Maar ja... Het was al donker. De kinderen waren moe en hadden honger. We moesten nog een uur terugrijden naar Swakopmund. Veel zin om nog langer te discussiëren hadden we dus niet.
Onze reactie is echter: we raden andere reizigers niet aan een auto te huren bij *****. Het is net allemaal te veel van het goede. We beschouwen onszelf als goede klanten (omdat we 2 maanden een auto huren) en verwachten een betere service: 1.) de juiste auto vanaf dag 1 (Toyota i.p.v Nissan), 2.) een extra reservewiel zoals gevraagd, 3.) kinderstoeltjes zoals gevraagd (Ze zijn ze uiteindelijk nog moeten gaan kopen in de winkel toen we aan het wachten waren op de juiste auto in Windhoek), 4.) de nodige keuringsbewijzen (was nog slechts 2 weken geldig), 5.) een auto die niet dringend naar de controle moet (slechts 4.000 km reserve voor klanten die 2 maanden gaan rondreizen), 6.) een auto die niet op zijn laatste benen loopt, 7.) een auto die op de juiste manier wordt onderhouden (zie foute dieselfilter) en 8.) extra service voor goede klanten bv. d.m.v. nieuwe banden indien nodig/gewenst/gevraagd.
Het moet gezegd: de mensen hier zijn heel vriendelijk en ze doen hun best om alles in orde te krijgen.

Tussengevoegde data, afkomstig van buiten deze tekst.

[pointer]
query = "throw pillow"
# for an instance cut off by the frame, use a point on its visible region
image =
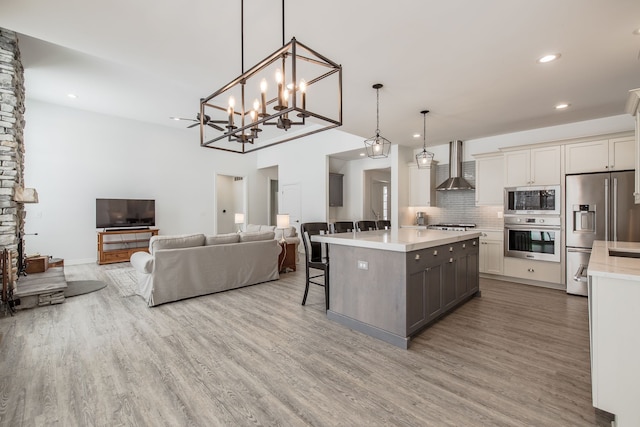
(175, 242)
(252, 227)
(254, 236)
(222, 239)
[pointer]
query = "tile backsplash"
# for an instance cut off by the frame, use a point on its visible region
(460, 206)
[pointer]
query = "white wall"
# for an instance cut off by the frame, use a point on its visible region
(621, 123)
(305, 162)
(73, 157)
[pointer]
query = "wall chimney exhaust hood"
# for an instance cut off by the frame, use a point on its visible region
(455, 180)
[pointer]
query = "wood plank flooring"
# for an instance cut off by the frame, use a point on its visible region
(517, 356)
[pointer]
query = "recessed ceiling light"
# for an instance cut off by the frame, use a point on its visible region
(549, 58)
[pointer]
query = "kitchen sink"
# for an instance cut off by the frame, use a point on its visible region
(624, 254)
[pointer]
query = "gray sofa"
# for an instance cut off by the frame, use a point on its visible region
(179, 267)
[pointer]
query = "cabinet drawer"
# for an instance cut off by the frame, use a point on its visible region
(533, 270)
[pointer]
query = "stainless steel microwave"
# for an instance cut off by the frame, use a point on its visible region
(538, 200)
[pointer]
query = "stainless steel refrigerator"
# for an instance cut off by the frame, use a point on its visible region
(599, 206)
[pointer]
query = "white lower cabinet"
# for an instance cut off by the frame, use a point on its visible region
(492, 252)
(542, 271)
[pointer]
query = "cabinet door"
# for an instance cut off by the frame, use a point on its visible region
(449, 279)
(517, 166)
(472, 272)
(433, 286)
(416, 297)
(492, 256)
(545, 166)
(490, 181)
(622, 154)
(589, 156)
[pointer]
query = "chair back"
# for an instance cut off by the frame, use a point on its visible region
(383, 224)
(343, 226)
(366, 225)
(313, 250)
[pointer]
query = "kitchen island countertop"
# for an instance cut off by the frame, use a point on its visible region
(397, 239)
(604, 265)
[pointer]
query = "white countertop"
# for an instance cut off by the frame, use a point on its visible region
(397, 240)
(604, 265)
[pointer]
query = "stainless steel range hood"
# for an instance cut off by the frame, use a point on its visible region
(455, 180)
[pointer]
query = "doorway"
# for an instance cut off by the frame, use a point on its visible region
(377, 194)
(231, 198)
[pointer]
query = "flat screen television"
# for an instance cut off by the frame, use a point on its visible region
(125, 213)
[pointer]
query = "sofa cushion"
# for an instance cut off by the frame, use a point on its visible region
(222, 239)
(253, 236)
(258, 227)
(175, 242)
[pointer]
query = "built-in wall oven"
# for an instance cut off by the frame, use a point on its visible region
(532, 237)
(533, 200)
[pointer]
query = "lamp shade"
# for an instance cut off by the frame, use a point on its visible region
(282, 221)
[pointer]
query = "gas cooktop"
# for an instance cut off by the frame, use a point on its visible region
(452, 227)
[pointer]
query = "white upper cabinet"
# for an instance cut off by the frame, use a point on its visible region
(422, 185)
(489, 179)
(534, 166)
(600, 156)
(633, 108)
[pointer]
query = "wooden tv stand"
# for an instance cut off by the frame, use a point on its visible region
(119, 245)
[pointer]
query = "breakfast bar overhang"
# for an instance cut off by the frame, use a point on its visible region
(391, 284)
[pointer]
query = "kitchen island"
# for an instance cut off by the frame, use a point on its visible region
(391, 284)
(614, 329)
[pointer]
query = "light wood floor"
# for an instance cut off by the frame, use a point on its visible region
(517, 356)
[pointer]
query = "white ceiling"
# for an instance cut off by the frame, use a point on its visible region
(472, 63)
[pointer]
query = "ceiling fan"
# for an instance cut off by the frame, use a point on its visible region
(207, 121)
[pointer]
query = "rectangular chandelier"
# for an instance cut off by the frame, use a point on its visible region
(292, 93)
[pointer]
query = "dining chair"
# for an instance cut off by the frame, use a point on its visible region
(316, 257)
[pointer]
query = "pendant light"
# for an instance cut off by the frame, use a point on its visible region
(424, 158)
(377, 147)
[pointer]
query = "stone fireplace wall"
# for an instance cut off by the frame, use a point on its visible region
(11, 142)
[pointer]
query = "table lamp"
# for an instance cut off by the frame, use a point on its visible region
(239, 220)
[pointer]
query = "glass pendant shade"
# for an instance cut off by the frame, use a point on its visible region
(424, 158)
(377, 147)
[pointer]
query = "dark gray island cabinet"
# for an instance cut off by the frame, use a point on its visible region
(393, 294)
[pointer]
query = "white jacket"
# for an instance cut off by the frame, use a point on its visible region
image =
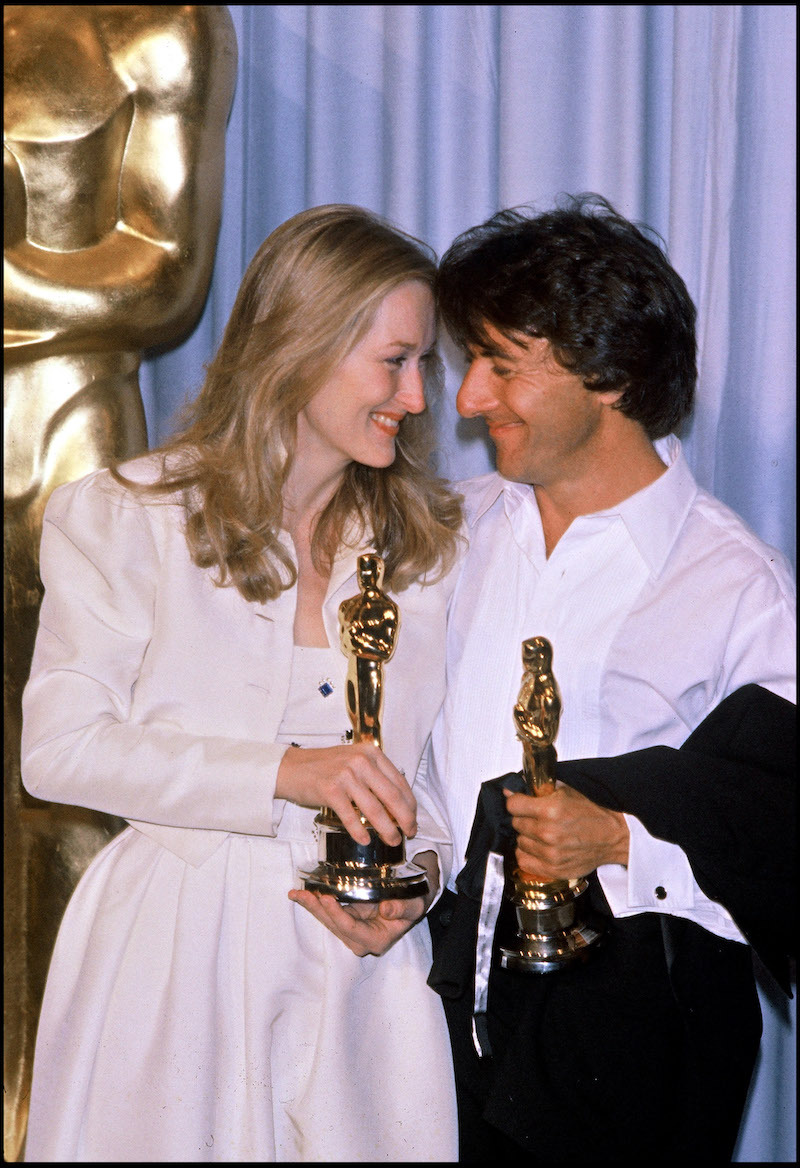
(157, 695)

De 'nieuwe' auto is ook OK. En halverwege de reis moeten ruilen van auto is op zich geen probleem. Maar ter compensatie van de zaken die zijn misgelopen verwachten we toch een tegemoetkoming, d.w.z. écht goede banden. Dit lijkt ons niet echt te veel gevraagd.
Morgen zullen we *****, de manager van ***** in de luchthaven van Windhoek, hiervoor contracteren. Deze man doet echt zijn best. Jammer genoeg was het vandaag al te laat om hem nog te bellen. Hopelijk begrijpt hij ons.

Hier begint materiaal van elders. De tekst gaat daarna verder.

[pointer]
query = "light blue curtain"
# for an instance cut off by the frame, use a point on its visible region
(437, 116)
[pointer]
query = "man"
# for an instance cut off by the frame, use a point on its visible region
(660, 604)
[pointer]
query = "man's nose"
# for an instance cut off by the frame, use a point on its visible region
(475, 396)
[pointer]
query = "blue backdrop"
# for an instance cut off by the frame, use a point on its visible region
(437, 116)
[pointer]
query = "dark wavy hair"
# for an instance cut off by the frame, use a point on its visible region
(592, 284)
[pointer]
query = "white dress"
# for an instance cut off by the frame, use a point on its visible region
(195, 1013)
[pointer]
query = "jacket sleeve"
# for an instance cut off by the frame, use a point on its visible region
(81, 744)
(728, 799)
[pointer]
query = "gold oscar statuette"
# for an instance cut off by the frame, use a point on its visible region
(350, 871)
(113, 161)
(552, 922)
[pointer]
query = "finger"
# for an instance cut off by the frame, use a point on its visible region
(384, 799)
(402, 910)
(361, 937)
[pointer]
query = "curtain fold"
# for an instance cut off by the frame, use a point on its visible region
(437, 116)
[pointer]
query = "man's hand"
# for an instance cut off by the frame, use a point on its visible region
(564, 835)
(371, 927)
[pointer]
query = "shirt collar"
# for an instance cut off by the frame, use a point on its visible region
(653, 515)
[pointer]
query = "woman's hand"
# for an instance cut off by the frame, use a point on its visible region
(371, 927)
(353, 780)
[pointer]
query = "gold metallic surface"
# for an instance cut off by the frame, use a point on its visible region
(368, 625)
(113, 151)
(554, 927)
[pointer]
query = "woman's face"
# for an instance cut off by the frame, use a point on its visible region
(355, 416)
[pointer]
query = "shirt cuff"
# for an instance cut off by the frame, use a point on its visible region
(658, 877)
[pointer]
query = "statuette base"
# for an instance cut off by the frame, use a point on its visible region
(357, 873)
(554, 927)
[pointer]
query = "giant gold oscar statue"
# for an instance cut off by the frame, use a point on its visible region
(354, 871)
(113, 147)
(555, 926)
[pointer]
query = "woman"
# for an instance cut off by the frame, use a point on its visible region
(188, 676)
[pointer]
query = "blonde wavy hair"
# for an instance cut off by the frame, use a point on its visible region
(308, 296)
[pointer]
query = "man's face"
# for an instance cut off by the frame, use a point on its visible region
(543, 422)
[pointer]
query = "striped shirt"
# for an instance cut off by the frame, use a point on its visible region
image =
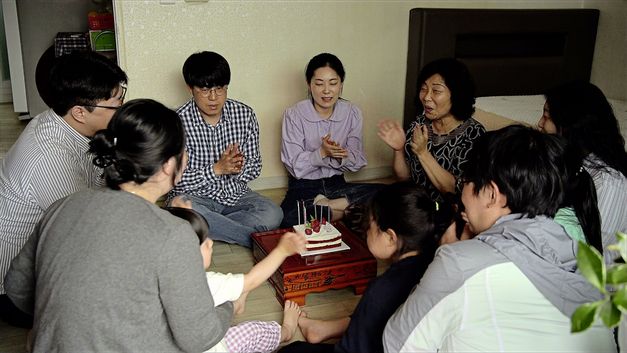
(611, 187)
(205, 145)
(47, 162)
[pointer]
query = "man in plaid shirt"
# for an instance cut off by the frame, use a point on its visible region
(223, 146)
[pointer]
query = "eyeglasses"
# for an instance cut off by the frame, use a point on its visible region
(217, 90)
(121, 99)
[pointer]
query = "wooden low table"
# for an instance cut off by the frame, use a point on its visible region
(299, 276)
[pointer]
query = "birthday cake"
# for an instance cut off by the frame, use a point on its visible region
(320, 233)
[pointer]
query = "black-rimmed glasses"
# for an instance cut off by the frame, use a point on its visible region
(217, 90)
(121, 99)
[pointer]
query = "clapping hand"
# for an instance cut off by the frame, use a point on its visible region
(392, 133)
(332, 149)
(419, 139)
(291, 243)
(231, 161)
(181, 201)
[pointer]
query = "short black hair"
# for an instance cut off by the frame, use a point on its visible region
(418, 221)
(83, 78)
(525, 164)
(459, 82)
(141, 136)
(324, 60)
(199, 223)
(206, 69)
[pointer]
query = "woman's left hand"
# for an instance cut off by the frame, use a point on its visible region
(332, 149)
(181, 201)
(419, 140)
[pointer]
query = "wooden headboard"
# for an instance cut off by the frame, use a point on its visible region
(508, 52)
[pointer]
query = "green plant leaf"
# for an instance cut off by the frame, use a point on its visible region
(620, 299)
(591, 265)
(610, 314)
(622, 244)
(584, 316)
(617, 274)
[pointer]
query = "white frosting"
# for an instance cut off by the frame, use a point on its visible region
(327, 232)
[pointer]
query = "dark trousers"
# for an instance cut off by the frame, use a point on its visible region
(13, 316)
(334, 187)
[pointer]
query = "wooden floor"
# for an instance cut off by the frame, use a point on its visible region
(261, 304)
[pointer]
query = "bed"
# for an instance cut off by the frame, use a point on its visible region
(513, 55)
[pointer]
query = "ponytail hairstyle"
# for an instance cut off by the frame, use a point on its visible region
(142, 135)
(198, 222)
(418, 221)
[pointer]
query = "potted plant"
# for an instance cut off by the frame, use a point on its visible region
(614, 302)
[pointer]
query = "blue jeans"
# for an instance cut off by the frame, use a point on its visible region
(334, 187)
(234, 224)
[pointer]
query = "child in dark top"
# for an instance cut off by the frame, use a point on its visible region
(405, 226)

En misschien kan jij vanuit België ook weer een beetje helpen?
Zie ze daar staan, met hun poep naar ons gekeerd: 2 olifanten, een mama en haar kindje! Ze staan ongegeneerd te smullen van lekkere blaadjes op een vijftal meter van onze tent. Ze hebben ons precies nog niet in 't snuitje, want we kunnen hun poep op 't gemakske langs alle kanten bewonderen. Allez ja... veel zien we niet, want de twee kolossen verdwijnen helemaal in 't struikgewas.
Het duurde een tijdje vooraleer we doorhadden dat er twee olifanten waren. We waren teruggekeerd van een toffe rondrit in de rivierbedding rond Purros. Ik had de auto in de schaduw geparkeerd en was met Mateo hout aan ' t sprokkelen voor 't kampvuurtje. Julie zat rustig voor de tent zandkastelen te bouwen. Barbara keek geïntrigeerd naar de struiken en de boom naast onze tent. Ze hoorde luid geritsel en dacht dat er een aap of een grote vogel zat. Maar het bleken twee olifanten te zijn!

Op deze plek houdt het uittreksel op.